Where you are a company or other corporate or unincorporated entity, we act only for the person who instructed us. We do not act for the shareholders, other directors or members or the beneficiaries of any Trust unless we expressly agree otherwise. We may require personal guarantees to be executed by any or all director(s) and/or trustee(s). Where only one director/trustee executes a personal guarantee, the guarantee given by any of a trustee, partner, director or executor will bind all other similar persons on a joint and several basis whether or not they individually agreed to the terms.  These terms are not affected by any change to the Cowan Law partnership or operating structure.


We are committed to complying with the Rules of Conduct and Client Care for Lawyers.   To assist you, the following information describes some key elements of those rules and explains rights you have as a consumer of legal services.

25. Client Care and Services

Whatever legal services we are providing, we must:

  • Act competently, in a timely way, and in accordance with instructions received and arrangements made.
  • Protect and promote your interests and act for you free from compromising influences or loyalties.
  • Discuss your objectives with you and how they would best be achieved.
  • Provide you with information about the work to be done, who will do it and the way the services will be provided.
  • Charge you a fee that is fair and reasonable and let you know how and when you will be billed.
  • Give you clear information and advice.
  • Protect your privacy and ensure appropriate confidentiality.
  • Treat you fairly, respectfully and without discrimination.
  • Keep you informed about the work being done and advise you when it is completed.
  • Let you know how to make a complaint and deal with any complaint promptly and fairly.

These obligations are subject to other overriding duties, including our duty to the Courts and the justice system of New Zealand.

26. Your Commitment to us

In return for the commitment, we make to you, you will:

  • Provide full honest disclosure of all relevant information and matters from the outset and during the entire time of our representation, in a timely way and required by us to facilitate our ethical and professional ability to act on your behalf.
  • Comply with all New Zealand legislation and AML, FATCA and CRA and tax legislation.
  • Promptly advise us, particularly if anything changes, with respect to your instructions.
  • Agree to pay our fees, expenses and disbursements upon invoice in full and without delay.
  • Promptly advise us if you wish us to stop working on your behalf, at which point you will be liable for the fees, disbursements and expenses incurred on your behalf up to that date.

27. People Responsible for the Work

The names and status of the person(s) who have overall responsibility for your work will be set out in our letter of engagement.

28. Complaints

We maintain a procedure for managing any complaints by clients, designed to ensure that a complaint is dealt with promptly and fairly and by a senior staff member of Cowan Law.  If you have any concerns or complaints about staff, or actions taken by Cowan Law, or our fees, please contact our Managing Partner in the first instance by email to doug.cowan@cowanlaw.co.nz or through other means of communication set out on our website, www.cowanlaw.co.nz.  If the complaint is about Doug Cowan, you may contact Angie Burling, Partner by email to angie.burling@cowanlaw.co.nz etc.  We are committed to resolving any issues as soon as possible.

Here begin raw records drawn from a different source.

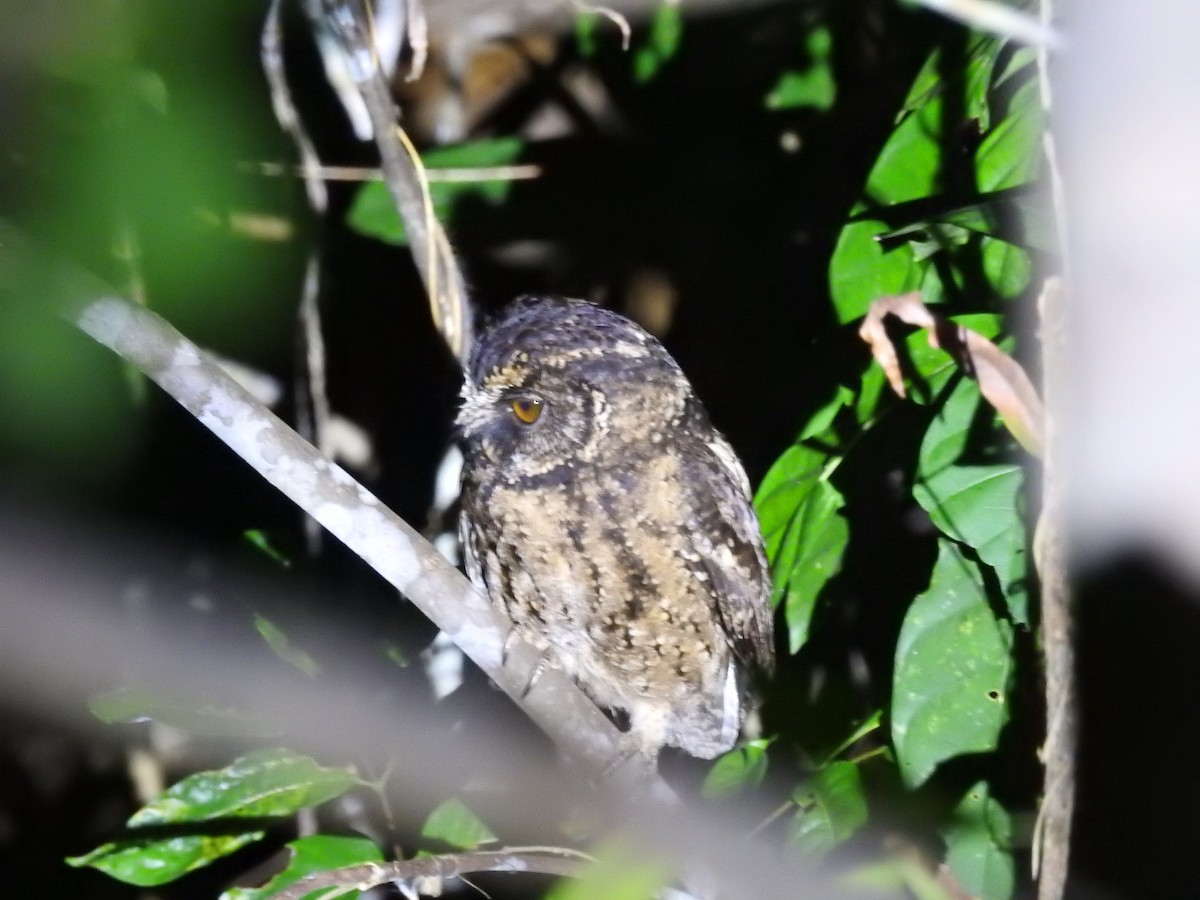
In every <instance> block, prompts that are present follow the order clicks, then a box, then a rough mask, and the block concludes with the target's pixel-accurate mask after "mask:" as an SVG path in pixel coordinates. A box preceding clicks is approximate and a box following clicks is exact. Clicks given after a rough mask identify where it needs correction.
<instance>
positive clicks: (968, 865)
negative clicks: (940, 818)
mask: <svg viewBox="0 0 1200 900" xmlns="http://www.w3.org/2000/svg"><path fill="white" fill-rule="evenodd" d="M942 838H943V839H944V840H946V864H947V865H948V866H950V871H952V872H954V878H955V880H956V881H958V882H959V884H960V886H961V887H962V889H964V890H966V892H967V893H968V894H971V895H972V896H978V898H982V900H1008V898H1010V896H1013V892H1014V889H1015V883H1016V872H1015V864H1014V862H1013V852H1012V840H1013V824H1012V821H1010V818H1009V816H1008V811H1007V810H1006V809H1004V808H1003V806H1002V805H1001V804H1000V802H998V800H996V798H995V797H992V796H991V790H990V787H989V786H988V782H986V781H980V782H979V784H977V785H973V786H972V787H971V788H970V790H968V791H967V792H966V796H965V797H964V798H962V802H961V803H960V804H959V805H958V808H956V809H955V810H954V814H953V820H952V822H950V824H949V826H948V827H947V828H944V829H943V830H942Z"/></svg>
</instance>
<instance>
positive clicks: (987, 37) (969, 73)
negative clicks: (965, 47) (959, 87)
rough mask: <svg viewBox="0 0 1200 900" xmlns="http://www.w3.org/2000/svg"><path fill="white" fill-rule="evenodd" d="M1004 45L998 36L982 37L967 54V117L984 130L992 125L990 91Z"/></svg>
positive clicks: (966, 104) (966, 67)
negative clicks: (993, 73)
mask: <svg viewBox="0 0 1200 900" xmlns="http://www.w3.org/2000/svg"><path fill="white" fill-rule="evenodd" d="M1003 47H1004V42H1003V41H1002V40H1000V38H998V37H980V38H979V40H977V41H976V43H974V46H973V47H972V48H971V50H970V54H968V56H967V65H966V70H965V72H964V74H965V77H966V91H965V95H966V107H967V118H968V119H974V120H976V121H977V122H978V124H979V128H980V130H982V131H986V130H988V128H989V127H990V125H991V107H990V104H989V102H988V101H989V91H990V89H991V77H992V73H994V72H995V71H996V61H997V60H998V59H1000V52H1001V49H1003Z"/></svg>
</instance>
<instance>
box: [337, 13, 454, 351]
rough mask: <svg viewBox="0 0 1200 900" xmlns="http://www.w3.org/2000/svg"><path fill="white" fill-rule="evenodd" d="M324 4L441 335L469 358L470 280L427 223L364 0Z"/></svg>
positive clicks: (414, 174) (393, 102)
mask: <svg viewBox="0 0 1200 900" xmlns="http://www.w3.org/2000/svg"><path fill="white" fill-rule="evenodd" d="M322 7H323V10H324V25H325V26H326V28H328V29H329V30H330V31H331V32H332V34H334V36H335V37H336V38H337V41H338V43H340V44H341V47H342V53H343V54H344V56H346V60H347V65H348V66H349V70H350V76H352V78H353V79H354V83H355V84H356V85H358V88H359V91H360V92H361V95H362V101H364V102H365V103H366V107H367V113H368V114H370V116H371V126H372V128H373V131H374V138H376V144H377V145H378V148H379V161H380V168H382V169H383V174H384V182H385V184H386V185H388V190H389V191H390V192H391V196H392V198H394V199H395V200H396V209H397V211H398V214H400V217H401V221H403V223H404V229H406V234H407V235H408V240H409V247H410V250H412V253H413V262H414V263H415V264H416V269H418V271H419V272H420V276H421V281H422V282H424V283H425V288H426V290H427V292H428V293H430V304H431V307H432V308H433V310H434V311H436V312H434V319H436V320H438V322H440V323H442V328H440V331H442V337H443V338H444V340H445V342H446V344H448V346H449V347H450V350H451V352H452V353H454V354H455V356H456V358H457V359H458V360H460V361H464V360H466V359H467V354H468V353H469V349H470V341H472V322H470V307H469V301H468V299H467V290H466V284H464V282H463V277H462V272H461V271H460V269H458V265H457V263H456V260H455V258H454V254H452V253H451V252H449V240H448V239H446V238H445V233H444V232H443V229H442V226H440V223H438V222H437V220H433V223H432V228H431V227H428V226H427V224H426V198H425V194H424V193H422V191H421V182H420V176H419V172H418V164H419V161H414V160H413V158H410V157H409V155H408V152H406V150H404V146H403V144H402V142H401V138H400V134H398V131H397V128H398V125H397V122H396V108H395V103H394V102H392V98H391V92H390V90H389V88H388V83H386V80H385V79H384V77H383V72H382V71H380V68H379V66H378V65H377V64H376V59H374V53H373V50H372V43H371V41H370V28H368V24H367V22H366V14H365V12H364V8H362V5H361V2H360V1H359V0H322ZM431 260H432V262H431ZM439 288H440V289H439Z"/></svg>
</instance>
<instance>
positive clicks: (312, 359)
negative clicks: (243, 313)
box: [296, 247, 332, 556]
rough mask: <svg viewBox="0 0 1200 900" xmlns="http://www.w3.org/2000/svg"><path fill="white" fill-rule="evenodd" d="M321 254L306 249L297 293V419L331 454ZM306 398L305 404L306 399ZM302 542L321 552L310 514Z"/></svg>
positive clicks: (312, 553)
mask: <svg viewBox="0 0 1200 900" xmlns="http://www.w3.org/2000/svg"><path fill="white" fill-rule="evenodd" d="M319 299H320V254H319V252H318V251H317V248H316V247H310V250H308V262H307V264H306V265H305V275H304V292H302V294H301V296H300V308H299V310H298V312H296V314H298V317H299V319H300V323H299V324H300V329H299V332H298V335H296V337H298V341H299V344H300V353H301V354H302V356H304V359H302V365H301V366H300V372H299V373H298V376H296V380H298V383H299V385H298V386H299V390H298V395H299V396H300V402H299V403H298V404H296V407H298V409H296V413H298V414H296V420H298V427H299V431H300V433H301V434H304V436H305V437H306V438H307V439H308V440H311V442H312V443H313V444H314V445H316V446H317V450H318V451H319V452H320V454H322V455H323V456H328V457H332V448H331V446H330V439H329V422H330V419H331V418H332V412H331V409H330V404H329V391H328V390H326V384H328V379H326V377H325V338H324V335H323V334H322V330H320V305H319V302H318V301H319ZM305 400H307V403H306V402H305ZM304 530H305V542H306V544H307V546H308V553H310V554H311V556H317V554H318V553H319V552H320V541H322V530H320V524H319V523H318V522H317V521H316V520H314V518H313V517H312V516H305V517H304Z"/></svg>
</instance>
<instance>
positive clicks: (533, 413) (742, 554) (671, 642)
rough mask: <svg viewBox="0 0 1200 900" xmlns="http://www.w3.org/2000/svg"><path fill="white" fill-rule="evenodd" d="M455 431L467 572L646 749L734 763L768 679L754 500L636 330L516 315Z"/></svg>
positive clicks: (686, 398) (683, 392) (499, 339)
mask: <svg viewBox="0 0 1200 900" xmlns="http://www.w3.org/2000/svg"><path fill="white" fill-rule="evenodd" d="M457 426H458V430H460V433H461V438H462V443H463V450H464V457H466V462H464V468H463V486H462V517H461V532H462V539H463V548H464V556H466V560H467V571H468V575H469V576H470V578H472V581H473V582H474V583H475V584H476V586H478V587H479V588H480V589H481V590H484V592H485V593H486V594H487V596H488V598H490V599H491V601H492V602H493V604H496V605H497V606H498V607H500V608H502V610H503V611H504V613H506V616H508V617H509V619H510V620H511V623H512V626H514V629H516V630H517V631H518V632H520V634H521V636H522V637H523V638H524V640H527V641H529V642H532V643H533V644H534V646H535V647H538V648H540V649H541V650H542V652H544V654H546V658H547V659H548V661H550V662H552V664H553V665H558V666H560V667H562V668H564V670H565V671H566V672H569V673H570V674H571V676H572V677H574V678H575V679H576V682H577V683H578V684H580V686H581V688H582V689H583V690H584V691H586V692H587V694H588V695H589V696H590V697H592V700H593V701H594V702H595V703H598V704H599V706H601V707H605V708H608V709H622V710H625V712H626V713H628V716H629V728H630V733H631V734H632V737H634V738H635V740H636V742H637V748H638V749H640V750H641V751H642V752H643V754H646V755H647V756H650V757H654V756H656V755H658V752H659V750H660V749H661V748H662V746H664V745H672V746H678V748H682V749H683V750H685V751H686V752H689V754H692V755H694V756H700V757H704V758H710V757H713V756H716V755H718V754H720V752H724V751H725V750H728V749H730V748H731V746H733V743H734V740H736V739H737V737H738V732H739V730H740V727H742V724H743V719H744V716H745V707H746V701H748V688H749V683H750V682H751V680H752V679H754V677H755V676H756V674H757V673H766V672H769V671H770V668H772V666H773V662H774V649H773V640H772V617H770V607H769V595H770V582H769V574H768V569H767V562H766V558H764V554H763V548H762V539H761V536H760V530H758V523H757V521H756V518H755V515H754V509H752V506H751V504H750V496H749V484H748V481H746V476H745V473H744V470H743V468H742V464H740V463H739V462H738V460H737V457H736V456H734V454H733V450H732V449H731V448H730V445H728V443H727V442H726V440H725V438H724V437H722V436H721V434H720V433H719V432H718V431H716V430H715V428H714V427H713V426H712V425H710V424H709V420H708V415H707V414H706V412H704V408H703V407H702V406H701V402H700V401H698V400H697V398H696V395H695V392H694V391H692V388H691V385H690V384H689V382H688V379H686V377H685V376H684V374H683V371H682V370H680V368H679V366H678V365H677V364H676V361H674V360H673V359H672V358H671V356H670V354H667V352H666V349H665V348H664V347H662V344H660V343H659V342H658V341H656V340H655V338H654V337H652V336H650V335H648V334H647V332H646V331H643V330H642V329H641V328H638V326H637V325H635V324H634V323H632V322H630V320H629V319H625V318H624V317H622V316H618V314H617V313H613V312H610V311H607V310H602V308H600V307H596V306H594V305H592V304H588V302H586V301H582V300H568V299H562V298H528V296H527V298H521V299H520V300H517V301H515V302H514V304H512V305H510V306H509V307H508V308H506V310H505V311H504V312H503V313H502V314H500V317H499V318H498V319H497V320H496V323H494V324H493V325H492V326H491V328H490V329H488V330H487V331H486V332H485V334H484V335H482V336H481V337H480V338H479V341H478V343H476V346H475V348H474V350H473V353H472V355H470V360H469V364H468V372H467V380H466V384H464V386H463V391H462V409H461V412H460V414H458V419H457Z"/></svg>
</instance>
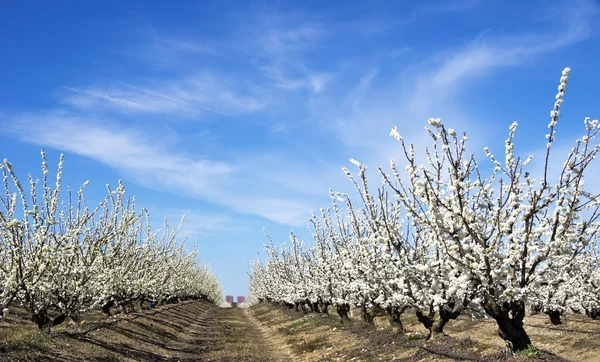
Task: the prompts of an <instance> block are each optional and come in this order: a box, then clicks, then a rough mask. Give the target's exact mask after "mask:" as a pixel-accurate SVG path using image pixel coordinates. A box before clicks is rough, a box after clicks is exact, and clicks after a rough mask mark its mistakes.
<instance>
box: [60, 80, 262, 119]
mask: <svg viewBox="0 0 600 362" xmlns="http://www.w3.org/2000/svg"><path fill="white" fill-rule="evenodd" d="M58 96H59V99H60V102H61V103H62V104H64V105H68V106H71V107H75V108H79V109H99V110H102V109H109V110H117V111H122V112H139V113H162V114H171V115H174V116H183V117H185V116H193V115H198V114H200V113H204V112H211V113H219V114H224V115H225V114H228V115H234V114H240V113H251V112H255V111H257V110H259V109H261V108H262V107H264V106H265V105H266V104H267V103H268V99H267V96H266V95H265V94H261V93H260V92H258V91H257V90H255V89H253V87H250V86H248V85H247V84H244V82H242V81H236V80H234V79H232V78H231V77H229V76H225V75H219V74H217V73H210V72H199V73H197V74H193V75H188V76H185V77H184V78H181V79H175V80H169V81H161V82H157V83H143V82H140V83H139V84H135V85H131V84H120V85H114V86H106V87H102V86H89V87H84V88H75V87H65V88H63V89H62V90H61V91H60V92H58Z"/></svg>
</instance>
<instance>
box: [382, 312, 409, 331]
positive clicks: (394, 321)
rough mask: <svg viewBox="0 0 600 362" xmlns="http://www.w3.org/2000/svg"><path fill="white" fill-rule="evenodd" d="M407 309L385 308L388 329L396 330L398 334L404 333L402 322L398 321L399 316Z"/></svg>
mask: <svg viewBox="0 0 600 362" xmlns="http://www.w3.org/2000/svg"><path fill="white" fill-rule="evenodd" d="M406 308H407V307H403V308H399V307H387V308H386V311H387V314H388V321H389V322H390V327H392V328H393V329H395V330H397V331H398V332H400V333H404V325H403V324H402V320H401V319H400V315H401V314H402V313H404V311H405V310H406Z"/></svg>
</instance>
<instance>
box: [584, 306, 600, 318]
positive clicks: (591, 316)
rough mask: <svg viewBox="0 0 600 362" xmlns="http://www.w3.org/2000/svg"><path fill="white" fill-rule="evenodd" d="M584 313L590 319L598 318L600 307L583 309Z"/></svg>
mask: <svg viewBox="0 0 600 362" xmlns="http://www.w3.org/2000/svg"><path fill="white" fill-rule="evenodd" d="M585 314H587V316H588V317H590V318H592V319H594V320H595V319H599V318H600V308H590V309H586V310H585Z"/></svg>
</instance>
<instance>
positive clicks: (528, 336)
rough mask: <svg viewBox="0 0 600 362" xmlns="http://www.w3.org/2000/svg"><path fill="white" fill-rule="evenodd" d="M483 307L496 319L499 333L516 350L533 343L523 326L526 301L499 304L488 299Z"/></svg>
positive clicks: (520, 349)
mask: <svg viewBox="0 0 600 362" xmlns="http://www.w3.org/2000/svg"><path fill="white" fill-rule="evenodd" d="M483 308H484V310H485V312H486V313H487V314H488V315H489V316H490V317H492V318H494V319H495V320H496V323H497V324H498V335H499V336H500V338H502V339H504V340H505V341H507V342H509V343H510V344H511V346H512V350H513V351H514V352H517V351H522V350H525V349H527V347H528V346H529V345H531V339H530V338H529V335H527V332H525V328H523V319H524V318H525V303H524V302H512V303H510V302H504V303H502V305H499V304H498V303H497V302H496V301H495V300H492V299H488V300H486V301H484V303H483Z"/></svg>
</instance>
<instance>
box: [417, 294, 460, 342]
mask: <svg viewBox="0 0 600 362" xmlns="http://www.w3.org/2000/svg"><path fill="white" fill-rule="evenodd" d="M453 309H454V303H448V304H444V305H442V306H440V310H439V312H438V313H436V312H434V311H433V308H430V310H429V314H428V315H425V314H423V313H422V312H421V311H420V310H417V312H416V314H417V319H418V320H419V322H421V323H422V324H423V326H424V327H425V328H427V330H428V331H429V335H427V340H430V339H431V338H434V339H436V338H440V337H444V336H445V334H444V327H445V326H446V324H447V323H448V322H449V321H450V320H452V319H456V318H458V317H459V316H460V311H453ZM436 314H438V318H437V319H436V318H435V315H436Z"/></svg>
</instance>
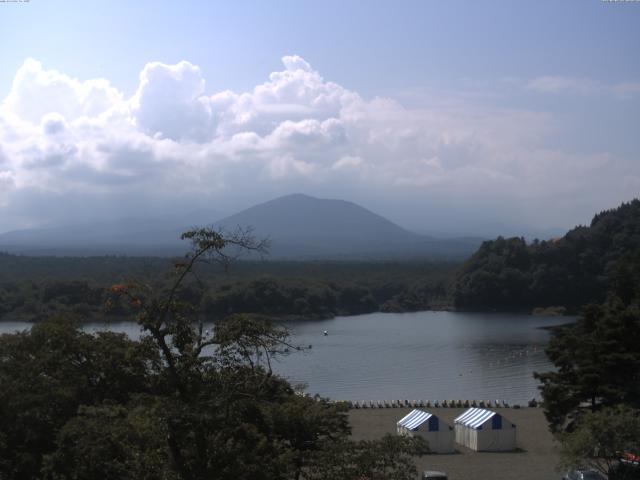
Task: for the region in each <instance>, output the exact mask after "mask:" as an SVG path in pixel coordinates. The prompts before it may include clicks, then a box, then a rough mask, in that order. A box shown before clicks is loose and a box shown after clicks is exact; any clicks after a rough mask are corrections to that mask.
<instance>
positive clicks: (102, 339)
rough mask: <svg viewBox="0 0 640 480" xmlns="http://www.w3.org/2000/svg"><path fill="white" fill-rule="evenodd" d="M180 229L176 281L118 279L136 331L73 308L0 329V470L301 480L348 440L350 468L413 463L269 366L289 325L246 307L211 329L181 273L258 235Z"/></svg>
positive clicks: (183, 476)
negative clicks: (328, 453) (79, 317)
mask: <svg viewBox="0 0 640 480" xmlns="http://www.w3.org/2000/svg"><path fill="white" fill-rule="evenodd" d="M183 238H185V239H187V240H190V241H191V242H192V246H193V250H192V252H191V253H189V254H188V255H187V256H186V257H185V258H184V259H182V260H181V261H179V262H177V263H176V264H175V269H174V271H173V280H172V282H170V284H169V286H168V288H161V289H158V288H157V287H152V286H150V285H148V284H146V283H142V282H128V283H124V284H116V285H113V286H112V288H111V293H112V294H113V295H117V296H118V297H119V298H120V299H121V300H124V301H126V303H127V304H128V305H130V306H131V308H133V309H135V310H137V311H138V312H139V315H138V322H139V324H140V325H141V327H142V329H143V336H142V338H141V340H140V341H132V340H129V339H127V338H126V337H124V335H117V334H110V333H104V334H102V333H101V334H97V335H89V334H87V333H84V332H82V331H81V330H80V329H79V328H78V325H77V324H76V323H74V322H70V321H68V320H65V319H58V320H55V321H50V322H45V323H44V324H42V325H36V326H34V328H33V329H32V330H31V331H30V332H23V333H20V334H16V335H5V336H3V337H0V382H1V383H2V385H3V389H2V390H0V427H1V428H0V449H2V450H1V451H0V454H1V455H0V459H2V460H3V461H4V463H3V464H0V468H1V470H0V477H1V478H4V477H5V476H6V477H7V478H11V479H19V480H22V479H24V480H31V479H47V480H93V479H103V478H104V479H107V478H123V479H128V478H131V479H133V478H141V479H152V478H154V479H155V478H159V479H164V480H204V479H221V480H226V479H234V480H275V479H278V480H280V479H282V480H284V479H299V478H308V474H310V472H313V471H317V464H316V463H315V461H317V460H318V459H327V458H330V457H328V456H326V455H325V451H326V452H331V451H333V448H334V446H335V445H341V446H343V447H344V448H345V451H347V452H351V453H350V456H349V458H348V463H347V464H345V465H342V467H344V468H351V467H350V466H351V465H359V466H360V467H362V468H360V467H358V470H357V471H358V472H360V471H362V472H369V473H371V475H374V476H375V478H377V479H378V478H379V479H382V478H390V479H398V480H404V478H408V477H407V476H406V475H408V474H409V473H408V472H414V473H415V468H414V467H413V464H412V455H413V454H419V453H420V452H421V450H420V449H418V448H417V447H416V446H415V445H414V444H413V443H408V442H406V441H404V440H402V439H398V440H396V439H386V440H381V441H380V443H375V442H374V443H366V442H358V443H354V442H351V441H349V439H348V435H349V427H348V423H347V419H346V414H345V410H344V408H343V406H341V405H339V404H334V403H331V402H329V401H328V400H325V399H322V398H310V397H306V396H301V395H298V394H297V393H296V392H294V390H293V388H292V387H291V385H290V384H289V383H288V382H287V381H286V380H284V379H282V378H280V377H278V376H277V375H276V374H274V372H273V371H272V368H271V363H272V358H273V356H274V355H281V354H286V353H287V352H295V351H296V350H298V348H297V347H296V346H295V345H293V344H291V342H290V341H289V339H288V333H287V331H286V329H283V328H282V327H278V326H276V325H274V324H273V323H271V322H270V321H268V320H267V319H264V318H259V317H255V316H248V315H231V316H230V317H228V318H226V319H224V320H223V321H220V322H218V323H216V325H215V328H214V329H213V333H211V332H208V331H207V330H205V329H204V324H203V321H202V318H201V317H200V316H199V315H198V313H197V309H196V308H194V306H193V305H192V304H191V301H193V298H194V297H193V295H191V294H185V292H184V289H185V288H188V289H190V291H191V292H193V291H197V290H193V289H191V285H190V284H189V283H188V282H187V279H188V278H191V277H195V281H196V282H197V281H198V279H197V265H198V264H199V262H201V261H204V260H211V261H216V262H220V263H221V264H222V265H224V266H225V267H226V266H227V265H228V263H229V262H230V261H231V260H232V259H233V258H234V257H235V256H236V255H237V254H238V250H242V249H249V250H255V251H262V250H263V249H264V243H262V242H260V241H256V240H255V239H254V238H253V237H252V236H251V235H250V232H247V231H238V232H236V233H234V234H229V235H227V234H223V233H222V232H217V231H214V230H211V229H199V230H194V231H191V232H187V233H185V234H184V235H183ZM5 386H6V388H5ZM5 459H6V460H5ZM342 467H341V468H342ZM403 472H404V473H403ZM369 473H367V474H369ZM403 475H404V476H403ZM334 478H335V477H334ZM345 478H346V477H345Z"/></svg>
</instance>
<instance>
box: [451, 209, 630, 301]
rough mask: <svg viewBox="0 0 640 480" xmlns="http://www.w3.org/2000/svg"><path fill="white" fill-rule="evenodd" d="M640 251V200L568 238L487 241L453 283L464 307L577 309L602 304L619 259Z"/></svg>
mask: <svg viewBox="0 0 640 480" xmlns="http://www.w3.org/2000/svg"><path fill="white" fill-rule="evenodd" d="M639 249H640V200H637V199H636V200H633V201H631V202H629V203H624V204H622V205H621V206H620V207H618V208H616V209H613V210H607V211H604V212H602V213H599V214H597V215H596V216H595V217H594V218H593V220H592V221H591V224H590V225H589V226H579V227H576V228H574V229H573V230H571V231H569V232H568V233H567V234H566V235H565V236H564V237H562V238H559V239H554V240H548V241H538V240H536V241H533V242H531V243H527V242H526V241H525V240H524V239H523V238H509V239H505V238H502V237H499V238H497V239H496V240H493V241H488V242H484V243H483V244H482V245H481V247H480V248H479V249H478V251H477V252H476V253H475V254H474V255H473V256H472V257H471V258H470V259H469V260H468V261H467V262H466V263H465V264H464V265H463V267H462V268H461V269H460V271H459V273H458V274H457V277H456V279H455V281H454V283H453V285H452V287H451V295H452V298H453V302H454V304H455V306H456V307H457V308H462V309H505V310H511V309H532V308H535V307H550V306H562V307H566V308H567V309H568V311H575V310H576V309H577V308H579V307H581V306H583V305H586V304H587V303H591V302H595V303H600V302H602V301H603V300H604V298H605V294H606V291H607V288H608V282H609V281H608V278H609V277H610V275H611V270H612V268H613V267H614V266H615V265H616V262H617V261H618V260H619V259H621V258H622V257H623V256H624V255H626V254H630V253H634V252H636V251H638V250H639Z"/></svg>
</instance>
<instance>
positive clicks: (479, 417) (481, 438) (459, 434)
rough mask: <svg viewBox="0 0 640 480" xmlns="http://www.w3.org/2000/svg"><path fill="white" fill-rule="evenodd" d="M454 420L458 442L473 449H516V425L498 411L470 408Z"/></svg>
mask: <svg viewBox="0 0 640 480" xmlns="http://www.w3.org/2000/svg"><path fill="white" fill-rule="evenodd" d="M453 422H454V428H455V434H456V443H459V444H460V445H464V446H465V447H467V448H470V449H471V450H476V451H484V452H505V451H510V450H515V449H516V426H515V425H514V424H513V423H511V422H509V421H508V420H507V419H506V418H504V417H503V416H502V415H500V414H499V413H497V412H493V411H491V410H485V409H483V408H470V409H469V410H467V411H466V412H464V413H463V414H462V415H460V416H459V417H457V418H456V419H455V420H454V421H453Z"/></svg>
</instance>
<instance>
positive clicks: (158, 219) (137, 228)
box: [0, 210, 223, 255]
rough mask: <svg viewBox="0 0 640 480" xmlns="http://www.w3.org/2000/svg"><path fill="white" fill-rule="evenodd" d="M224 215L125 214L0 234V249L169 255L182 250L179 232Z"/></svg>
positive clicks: (38, 253) (214, 212) (64, 253)
mask: <svg viewBox="0 0 640 480" xmlns="http://www.w3.org/2000/svg"><path fill="white" fill-rule="evenodd" d="M222 216H223V215H222V214H220V213H219V212H216V211H214V210H197V211H193V212H189V213H186V214H184V215H180V216H178V215H165V216H160V217H127V218H121V219H116V220H110V221H102V222H94V223H81V224H76V225H65V226H56V227H50V228H41V229H26V230H14V231H11V232H7V233H4V234H2V235H0V249H2V250H5V251H8V252H16V253H23V254H32V255H48V254H52V255H104V254H128V255H172V254H175V253H177V252H178V251H180V250H182V249H183V246H182V244H181V242H180V240H179V238H180V233H182V232H184V231H185V230H187V229H189V227H192V226H195V225H203V224H211V223H213V222H214V221H216V220H217V219H219V218H220V217H222Z"/></svg>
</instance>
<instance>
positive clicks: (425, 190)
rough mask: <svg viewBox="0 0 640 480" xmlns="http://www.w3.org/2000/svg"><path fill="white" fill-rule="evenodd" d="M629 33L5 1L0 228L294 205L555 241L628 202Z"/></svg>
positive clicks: (2, 57) (637, 81)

The New Zealand Law Society (“NZLS”) also operates a complaints service and you can contact them on 0800 261 801 or by emailing complaints@lawsociety.org.nz or PO Box 5041, Wellington 6140 or Level 4, 17 Whitmore Street, Wellington. We strongly encourage our clients to raise issues with us first.

29. Professional Indemnity Insurance

We hold professional indemnity insurance that meets or exceeds the minimum standards specified by NZLS.

30. Lawyers Fidelity Fund

NZLS maintains the Lawyers Fidelity Fund for the purpose of enabling clients of lawyers with protection against pecuniary loss arising from theft by lawyers.  There are maximum amounts payable under the LCA.  We refer clients to the NZLS website in respect of information relating to the Fidelity Fund.